His spirit flew high and mighty due to the pride he suffered through his association with the local chapter of the King’s Horsemen, an outlaw motorcycle club. He ate of his efforts often as he collected drug debts and retained a share for his efforts. Of course, once in a while, he would go further and the debtor would disappear.

Example #2

George Barrington was a pleasant sort of person, always thinking of others and putting them first when warranted. He was the type of guy who would take the shirt off of his muscular back and give it to you in need. He wasn’t even afraid to reveal his tattoos, which comprised several square inches of his chest, arms, and torso. They included a Red Dragon that spanned from the left pectoral onto his left bicep where the dragon’s head was blowing a fireball. The fireball aimed up into the sky was evidently a sign of the dragon’s prosperity and willingness to mate as sufficient circumstances unfolded, revealing his maturity.

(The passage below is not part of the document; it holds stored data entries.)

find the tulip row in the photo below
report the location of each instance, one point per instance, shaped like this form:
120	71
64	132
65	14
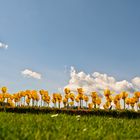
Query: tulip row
42	98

The ever present Yin-Yang symbol, Taijitu, impressed upon the right breast, symbolized the balance of life that George continually strived to maintain. Although dwarfed by the massive dragon, Taijitu was still huge upon the man’s well developed pectoral. The yin, represented by his soaring spirit, that flew the heavens above his corporal body like the eagle stretched across his back. The yang, his earthly body, a temple sculpted through continual strain, was as important to George as it had been to the Christ.

The simple crucifix upon his right deltoid proved his allegiance to the Saviour went beyond mere lip-service and entered the realm of the holy warrior he saw himself as. Ever since leaving military life behind, Canadian Airborne had disbanded, and he didn’t want reassignment, so he ventured into another world. One filled with secrets and denial of existence… The Underworld. He had become what most dreaded in life, a paid enforcer for a local bike club who thought shaking the money tree was as routine as eating daily bread.

Bread he had a lot of, but morals he was skeptical of now that he had ventured out on a limb and guaranteed his own hanging… If the truth were to become known under sworn oath of testimony. He was sure the probability was low in that aspect cause the only witness would not have to testify against himself soon. He wasn’t thinking of the victim‘s impact statement, that was for sure, as they had gone missing in action.

George liked to think they were the enemy when it came down to it, not to justify the murder, but to indicate that they were the enemy… The club’s enemies, who feared him. Not always rivals from another club, but the foes of humanity who had crossed some imaginary boundary… Transgressed too far. By the appointed hour they were time and time again warned to stop… Desist… Cease Fire. By then, the fire was where they deserved to be and all they would ever again know.